Chasing Vapors

4 minute read

It is probably impolite to say that the U.S. Senate campaign in Kansas pits a geezer against a ghost. But that’s the quickest way to the heart of a race that matters more with each passing day.

With the nation in a sour mood and a bunch of vulnerable Democrats up for re-election, Republicans are increasingly confident that they can win control of the Senate. That is, if Kansas doesn’t get in the way.

That’s where Senator Pat Roberts, a Republican seeking a fourth term, finds himself haunted by a much younger foe. Roberts, 78, debates Greg Orman, who is a perky 45, with the exasperated annoyance of a man shooing the neighbor’s dog out of his delphinium bed. Orman is running as a can-do independent, invoking a pox on both parties. Roberts isn’t buying it. “He’s a liberal Democrat!” he declares again and again, a little gruffer and grouchier each time.

Orman, meanwhile, is like a poltergeist on the Syfy channel. He’s believable when seen on TV, but you’d be hard-pressed to prove that he’s for real. While the local airwaves are full of advertisements promoting the millionaire businessman, he campaigns with the stealth of a Navy SEAL behind enemy lines. He doesn’t post a schedule on his website. His public appearances–like a recent stop at Maypo’s Deli in the central Kansas town of Ellsworth–are often announced after the fact, on Twitter. National reporters have been flocking to the state to see the potential spoiler, but his press office steers them away.

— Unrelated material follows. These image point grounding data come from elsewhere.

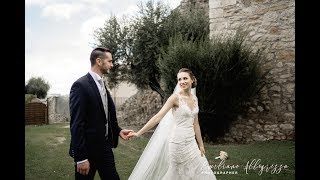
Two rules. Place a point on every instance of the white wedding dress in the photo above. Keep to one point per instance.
(172, 152)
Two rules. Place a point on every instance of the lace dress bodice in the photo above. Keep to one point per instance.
(184, 117)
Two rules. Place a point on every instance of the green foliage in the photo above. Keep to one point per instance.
(37, 86)
(28, 98)
(136, 44)
(228, 73)
(191, 24)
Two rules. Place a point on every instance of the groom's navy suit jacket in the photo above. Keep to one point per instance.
(88, 119)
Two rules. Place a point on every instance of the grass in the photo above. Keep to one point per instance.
(46, 157)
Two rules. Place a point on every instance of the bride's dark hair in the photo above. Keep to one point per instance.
(194, 84)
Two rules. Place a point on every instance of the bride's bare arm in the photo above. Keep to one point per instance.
(170, 103)
(197, 131)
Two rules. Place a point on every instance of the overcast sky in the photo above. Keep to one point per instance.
(58, 36)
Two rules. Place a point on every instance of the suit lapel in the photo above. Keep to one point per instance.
(93, 85)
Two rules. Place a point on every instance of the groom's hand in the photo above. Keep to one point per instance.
(132, 134)
(124, 134)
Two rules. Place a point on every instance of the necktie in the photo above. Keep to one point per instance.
(104, 99)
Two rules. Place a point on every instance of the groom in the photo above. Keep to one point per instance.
(93, 125)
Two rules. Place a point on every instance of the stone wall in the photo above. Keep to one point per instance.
(271, 25)
(195, 4)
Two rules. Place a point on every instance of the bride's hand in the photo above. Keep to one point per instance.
(202, 150)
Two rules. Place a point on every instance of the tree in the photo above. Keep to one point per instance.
(229, 75)
(137, 45)
(37, 86)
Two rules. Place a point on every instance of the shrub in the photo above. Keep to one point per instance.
(228, 73)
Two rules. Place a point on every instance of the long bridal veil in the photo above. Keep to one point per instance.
(154, 161)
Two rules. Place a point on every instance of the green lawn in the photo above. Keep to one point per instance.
(46, 157)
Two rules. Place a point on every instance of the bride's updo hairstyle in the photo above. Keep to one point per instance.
(194, 84)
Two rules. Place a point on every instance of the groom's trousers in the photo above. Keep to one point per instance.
(104, 165)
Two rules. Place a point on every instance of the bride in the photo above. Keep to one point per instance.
(176, 150)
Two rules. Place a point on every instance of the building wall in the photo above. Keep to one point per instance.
(271, 26)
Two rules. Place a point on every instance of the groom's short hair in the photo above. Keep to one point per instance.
(98, 52)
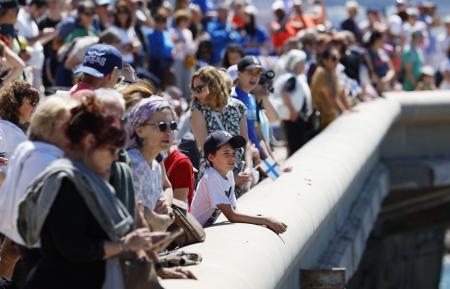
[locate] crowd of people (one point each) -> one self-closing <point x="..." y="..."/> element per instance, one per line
<point x="111" y="111"/>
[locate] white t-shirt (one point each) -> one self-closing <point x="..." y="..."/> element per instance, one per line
<point x="10" y="137"/>
<point x="126" y="38"/>
<point x="147" y="180"/>
<point x="212" y="190"/>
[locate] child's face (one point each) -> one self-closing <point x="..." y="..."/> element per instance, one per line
<point x="428" y="79"/>
<point x="224" y="159"/>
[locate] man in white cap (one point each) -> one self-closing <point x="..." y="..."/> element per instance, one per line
<point x="278" y="27"/>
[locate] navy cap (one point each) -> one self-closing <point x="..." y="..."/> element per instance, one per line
<point x="218" y="138"/>
<point x="100" y="60"/>
<point x="249" y="62"/>
<point x="8" y="4"/>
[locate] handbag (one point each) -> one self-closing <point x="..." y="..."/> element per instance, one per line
<point x="138" y="271"/>
<point x="193" y="230"/>
<point x="190" y="61"/>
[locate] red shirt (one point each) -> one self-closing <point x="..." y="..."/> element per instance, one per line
<point x="180" y="172"/>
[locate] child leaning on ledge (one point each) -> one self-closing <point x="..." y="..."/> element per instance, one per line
<point x="215" y="191"/>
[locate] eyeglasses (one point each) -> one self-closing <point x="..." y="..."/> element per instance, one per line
<point x="334" y="58"/>
<point x="123" y="11"/>
<point x="163" y="126"/>
<point x="33" y="102"/>
<point x="198" y="88"/>
<point x="114" y="151"/>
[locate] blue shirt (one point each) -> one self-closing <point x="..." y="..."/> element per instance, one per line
<point x="221" y="35"/>
<point x="161" y="44"/>
<point x="249" y="100"/>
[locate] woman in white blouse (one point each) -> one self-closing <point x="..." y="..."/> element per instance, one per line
<point x="150" y="124"/>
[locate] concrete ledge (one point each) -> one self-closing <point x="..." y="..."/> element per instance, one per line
<point x="422" y="131"/>
<point x="314" y="200"/>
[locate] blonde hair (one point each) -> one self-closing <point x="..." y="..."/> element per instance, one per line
<point x="217" y="85"/>
<point x="44" y="119"/>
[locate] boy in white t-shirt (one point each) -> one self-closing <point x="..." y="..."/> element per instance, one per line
<point x="215" y="191"/>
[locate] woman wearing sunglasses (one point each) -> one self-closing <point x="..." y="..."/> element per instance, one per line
<point x="151" y="123"/>
<point x="328" y="94"/>
<point x="82" y="225"/>
<point x="213" y="109"/>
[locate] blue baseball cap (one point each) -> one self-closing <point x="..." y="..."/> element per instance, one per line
<point x="100" y="60"/>
<point x="215" y="140"/>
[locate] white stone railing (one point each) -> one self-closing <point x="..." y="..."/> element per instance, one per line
<point x="329" y="201"/>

“We can make sure you get a chance to talk to Greg come November,” chirped press aide Mike Phillips in a typical email.

Until then, his message is simple: Greg Orman is none of the above. He is neither a Republican nor a Democrat–though he has been both. He doesn’t support Senate majority leader Harry Reid, but he doesn’t favor minority leader Mitch McConnell. He’s pro-choice (except for certain restrictions) and pro-gun (within limits). He will protect Social Security (by making some unspecified changes to the program), and as a businessman he knows that government regulations are bad (except when they are good). When Roberts touts Orman’s support of Barack Obama’s 2008 campaign, Orman counters by saying he voted for Republican Mitt Romney in 2012.

This is getting on Roberts’ nerves. “My opponent is very amorphous about where he stands on the issues,” the Senator grumbled during a debate on Oct. 8 in suburban Kansas City. Defining him “is like trying to nail Jell-O to the wall.”

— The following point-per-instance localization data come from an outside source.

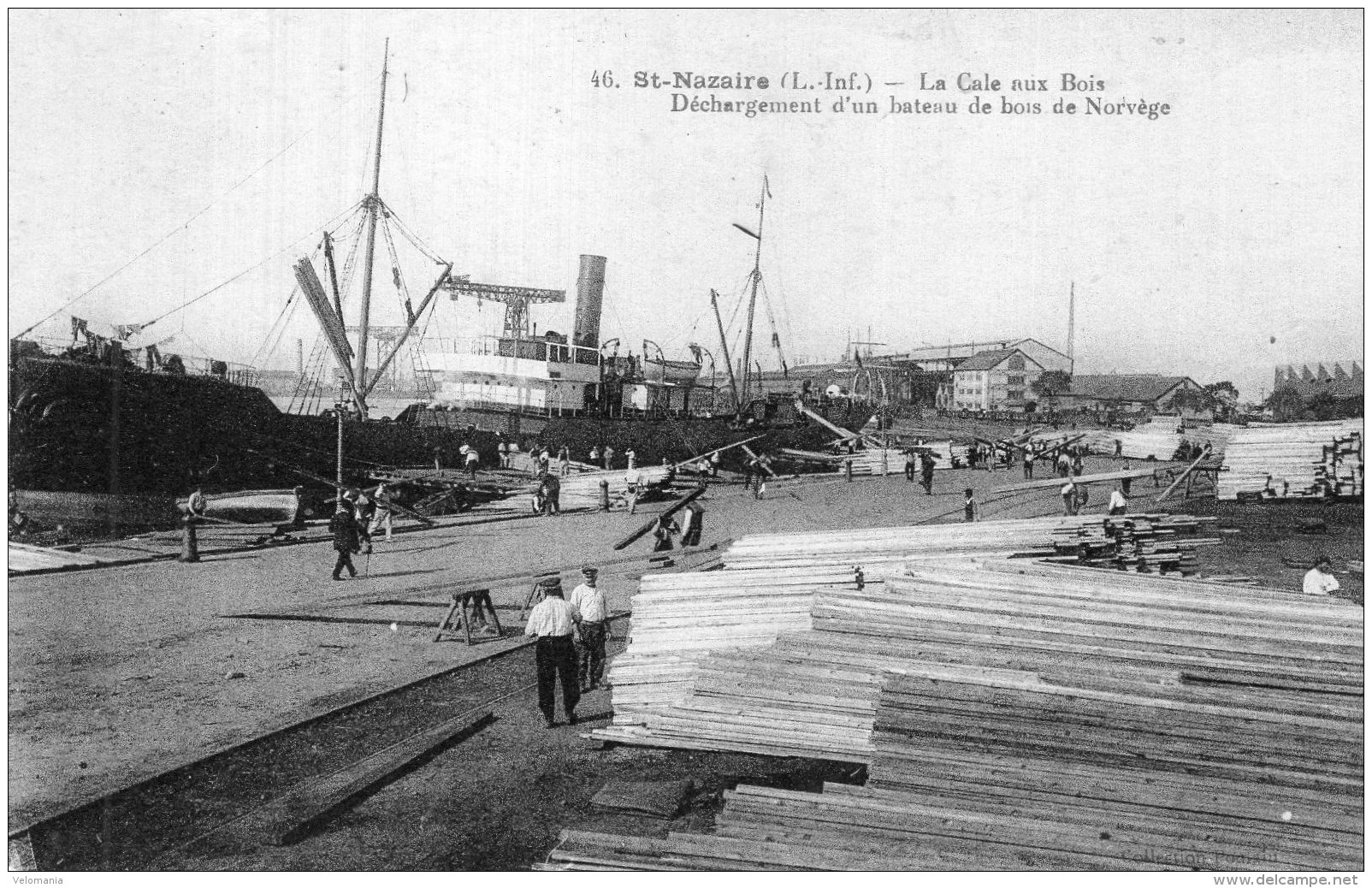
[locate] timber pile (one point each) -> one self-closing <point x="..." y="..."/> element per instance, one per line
<point x="582" y="488"/>
<point x="1020" y="715"/>
<point x="1297" y="458"/>
<point x="883" y="549"/>
<point x="681" y="618"/>
<point x="1146" y="544"/>
<point x="1156" y="438"/>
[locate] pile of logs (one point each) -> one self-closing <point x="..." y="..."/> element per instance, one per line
<point x="883" y="549"/>
<point x="1156" y="438"/>
<point x="1149" y="544"/>
<point x="1294" y="460"/>
<point x="1024" y="715"/>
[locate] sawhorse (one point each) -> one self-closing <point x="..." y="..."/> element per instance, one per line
<point x="476" y="600"/>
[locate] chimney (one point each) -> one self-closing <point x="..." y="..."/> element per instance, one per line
<point x="590" y="293"/>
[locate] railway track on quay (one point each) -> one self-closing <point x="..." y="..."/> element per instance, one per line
<point x="192" y="810"/>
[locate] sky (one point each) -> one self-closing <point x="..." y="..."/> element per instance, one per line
<point x="159" y="156"/>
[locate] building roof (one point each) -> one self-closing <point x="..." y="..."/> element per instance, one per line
<point x="967" y="349"/>
<point x="1126" y="386"/>
<point x="987" y="360"/>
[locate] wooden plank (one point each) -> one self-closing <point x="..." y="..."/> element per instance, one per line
<point x="293" y="815"/>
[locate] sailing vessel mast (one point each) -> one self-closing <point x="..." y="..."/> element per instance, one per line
<point x="752" y="298"/>
<point x="729" y="365"/>
<point x="374" y="209"/>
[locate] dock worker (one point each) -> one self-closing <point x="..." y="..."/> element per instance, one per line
<point x="590" y="606"/>
<point x="1069" y="497"/>
<point x="381" y="515"/>
<point x="474" y="459"/>
<point x="926" y="472"/>
<point x="693" y="524"/>
<point x="553" y="622"/>
<point x="365" y="511"/>
<point x="552" y="492"/>
<point x="343" y="527"/>
<point x="633" y="478"/>
<point x="1119" y="506"/>
<point x="663" y="533"/>
<point x="1320" y="579"/>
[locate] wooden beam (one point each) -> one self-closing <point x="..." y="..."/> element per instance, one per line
<point x="652" y="522"/>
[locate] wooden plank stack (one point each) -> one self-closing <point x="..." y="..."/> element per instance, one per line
<point x="1294" y="456"/>
<point x="883" y="549"/>
<point x="1156" y="438"/>
<point x="681" y="618"/>
<point x="1025" y="715"/>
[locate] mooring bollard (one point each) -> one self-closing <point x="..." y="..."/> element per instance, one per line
<point x="190" y="551"/>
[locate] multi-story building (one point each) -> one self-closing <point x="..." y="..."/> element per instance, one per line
<point x="995" y="381"/>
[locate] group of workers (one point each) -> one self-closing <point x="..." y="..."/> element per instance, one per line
<point x="356" y="519"/>
<point x="571" y="642"/>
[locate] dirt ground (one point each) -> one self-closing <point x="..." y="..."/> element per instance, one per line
<point x="118" y="674"/>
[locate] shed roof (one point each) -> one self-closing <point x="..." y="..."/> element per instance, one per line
<point x="1126" y="386"/>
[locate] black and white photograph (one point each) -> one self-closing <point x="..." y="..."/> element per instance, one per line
<point x="710" y="441"/>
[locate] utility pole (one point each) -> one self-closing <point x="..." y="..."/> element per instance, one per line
<point x="1072" y="327"/>
<point x="729" y="364"/>
<point x="752" y="298"/>
<point x="374" y="204"/>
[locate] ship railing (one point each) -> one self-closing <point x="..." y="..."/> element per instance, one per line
<point x="534" y="349"/>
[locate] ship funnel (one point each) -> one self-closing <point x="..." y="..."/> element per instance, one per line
<point x="590" y="293"/>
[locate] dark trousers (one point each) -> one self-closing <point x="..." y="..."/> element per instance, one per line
<point x="592" y="663"/>
<point x="556" y="658"/>
<point x="345" y="560"/>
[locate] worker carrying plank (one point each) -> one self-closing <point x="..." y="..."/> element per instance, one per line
<point x="552" y="622"/>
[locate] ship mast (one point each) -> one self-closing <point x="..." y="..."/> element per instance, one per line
<point x="752" y="298"/>
<point x="374" y="209"/>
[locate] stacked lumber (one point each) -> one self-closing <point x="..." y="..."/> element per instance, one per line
<point x="1038" y="717"/>
<point x="883" y="549"/>
<point x="892" y="460"/>
<point x="681" y="618"/>
<point x="1295" y="458"/>
<point x="1136" y="542"/>
<point x="1156" y="438"/>
<point x="25" y="558"/>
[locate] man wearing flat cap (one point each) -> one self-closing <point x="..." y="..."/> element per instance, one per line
<point x="553" y="620"/>
<point x="590" y="604"/>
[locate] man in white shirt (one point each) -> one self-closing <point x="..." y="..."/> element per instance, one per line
<point x="1119" y="506"/>
<point x="552" y="620"/>
<point x="1069" y="499"/>
<point x="1320" y="578"/>
<point x="590" y="604"/>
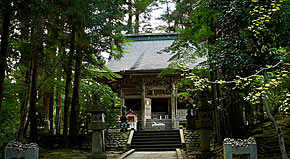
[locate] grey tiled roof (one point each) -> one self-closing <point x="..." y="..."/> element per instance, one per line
<point x="142" y="56"/>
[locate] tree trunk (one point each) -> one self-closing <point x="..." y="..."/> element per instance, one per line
<point x="76" y="91"/>
<point x="50" y="117"/>
<point x="68" y="85"/>
<point x="137" y="22"/>
<point x="130" y="19"/>
<point x="4" y="45"/>
<point x="24" y="109"/>
<point x="26" y="62"/>
<point x="273" y="120"/>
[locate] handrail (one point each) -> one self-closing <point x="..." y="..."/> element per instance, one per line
<point x="182" y="138"/>
<point x="130" y="139"/>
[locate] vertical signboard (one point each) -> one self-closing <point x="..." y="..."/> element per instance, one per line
<point x="147" y="108"/>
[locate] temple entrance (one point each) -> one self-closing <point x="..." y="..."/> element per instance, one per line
<point x="160" y="108"/>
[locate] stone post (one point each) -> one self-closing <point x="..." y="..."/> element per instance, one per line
<point x="173" y="106"/>
<point x="143" y="108"/>
<point x="97" y="125"/>
<point x="205" y="125"/>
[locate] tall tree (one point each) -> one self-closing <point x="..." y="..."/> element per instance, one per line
<point x="6" y="18"/>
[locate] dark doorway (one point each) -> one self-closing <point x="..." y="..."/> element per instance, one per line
<point x="159" y="105"/>
<point x="133" y="104"/>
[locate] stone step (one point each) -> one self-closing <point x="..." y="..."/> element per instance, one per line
<point x="133" y="146"/>
<point x="157" y="133"/>
<point x="156" y="149"/>
<point x="152" y="142"/>
<point x="154" y="139"/>
<point x="156" y="136"/>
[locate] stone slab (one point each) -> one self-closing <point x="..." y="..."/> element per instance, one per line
<point x="153" y="155"/>
<point x="30" y="153"/>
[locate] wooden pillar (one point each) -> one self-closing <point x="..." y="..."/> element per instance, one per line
<point x="143" y="104"/>
<point x="173" y="105"/>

Both candidates carry baggage. Orman does business with Raja Gupta, a Wall Street banker convicted of insider trading. Roberts has scrambled to explain why he doesn’t own a home in Kansas, instead maintaining residency with a rented room. And his tack to the right for the primary won him an endorsement from Tea Party Express but left him vulnerable to a more moderate challenger in the general election.

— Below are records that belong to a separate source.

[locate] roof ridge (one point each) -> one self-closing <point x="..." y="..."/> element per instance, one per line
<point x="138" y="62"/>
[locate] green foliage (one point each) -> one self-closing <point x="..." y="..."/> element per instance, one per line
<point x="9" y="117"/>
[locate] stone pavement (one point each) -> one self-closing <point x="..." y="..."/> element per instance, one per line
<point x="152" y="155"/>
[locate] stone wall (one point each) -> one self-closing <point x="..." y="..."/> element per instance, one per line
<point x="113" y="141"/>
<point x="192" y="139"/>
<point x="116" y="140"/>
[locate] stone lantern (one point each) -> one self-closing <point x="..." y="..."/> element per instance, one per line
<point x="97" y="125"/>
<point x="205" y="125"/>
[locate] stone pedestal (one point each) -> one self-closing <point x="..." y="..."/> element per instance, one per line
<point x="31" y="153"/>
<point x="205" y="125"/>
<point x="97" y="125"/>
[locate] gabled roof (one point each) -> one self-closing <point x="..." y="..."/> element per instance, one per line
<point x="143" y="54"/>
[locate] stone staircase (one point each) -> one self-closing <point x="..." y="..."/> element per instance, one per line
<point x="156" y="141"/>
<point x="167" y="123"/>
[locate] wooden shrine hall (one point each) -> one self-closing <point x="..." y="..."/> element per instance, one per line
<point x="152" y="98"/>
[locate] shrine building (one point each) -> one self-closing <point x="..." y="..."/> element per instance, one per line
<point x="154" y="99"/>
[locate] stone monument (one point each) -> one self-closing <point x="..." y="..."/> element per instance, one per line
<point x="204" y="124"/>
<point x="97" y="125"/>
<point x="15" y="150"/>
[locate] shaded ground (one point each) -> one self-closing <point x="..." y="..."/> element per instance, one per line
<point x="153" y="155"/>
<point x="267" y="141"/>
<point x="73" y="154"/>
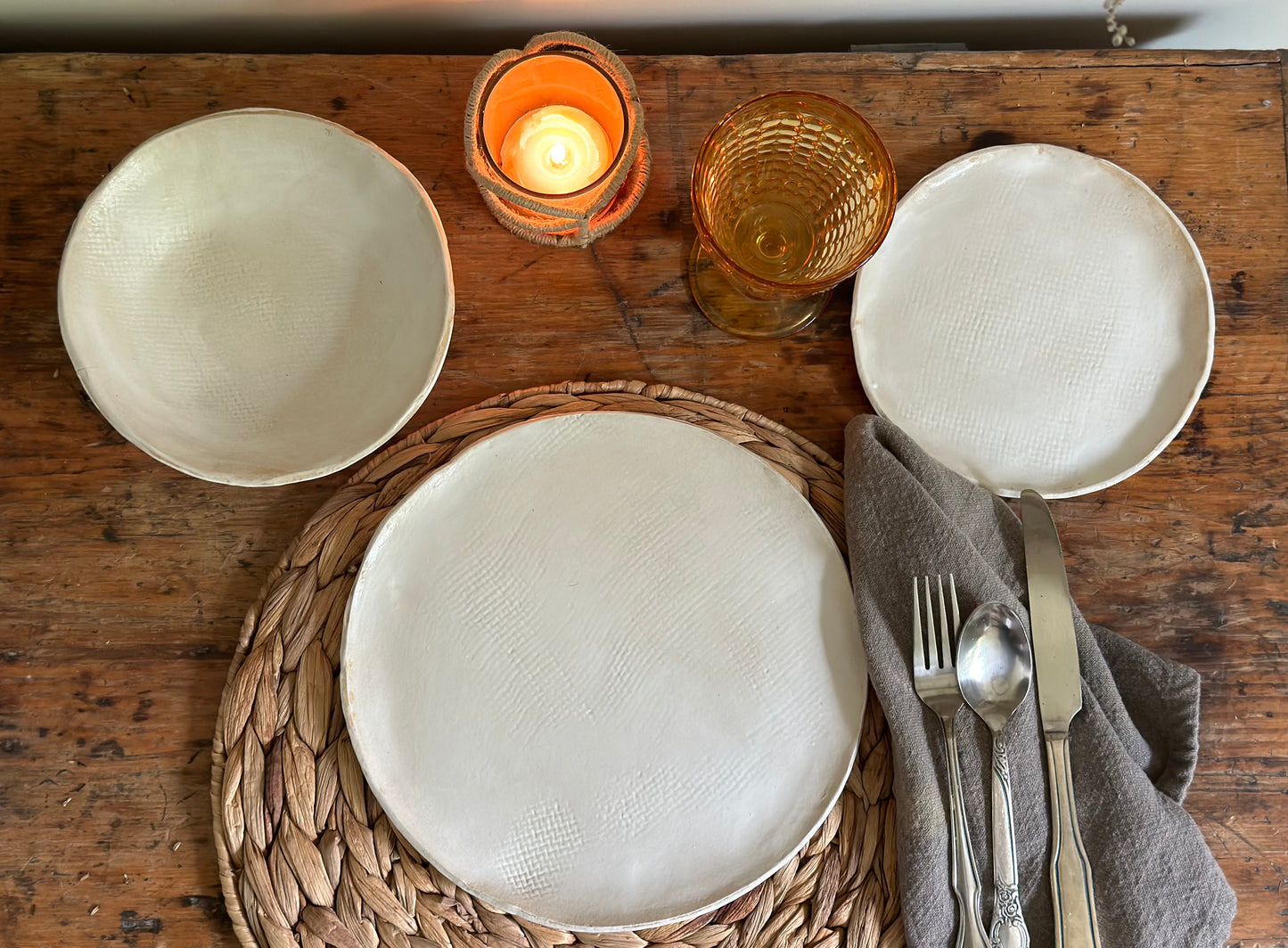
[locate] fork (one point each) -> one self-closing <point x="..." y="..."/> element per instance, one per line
<point x="934" y="675"/>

Because the GOP has not lost a Senate election in Kansas since 1932, pollsters have little practice at predicting voter turnout in a tight race. Recent surveys have generated a scattershot range of results, from a 10-point lead for Orman to a 5-point lead for Roberts. There is no Democrat in the race: the party’s nominee agreed to drop out at the last minute after elders concluded that Orman had a better shot. The independent hopes to materialize in Washington later this fall with control of the new Senate hanging on his vote. If that happens, Orman says, he will parley with both sides and “support the party that will embrace a pro-problem-solving agenda.” He will fill in the details later.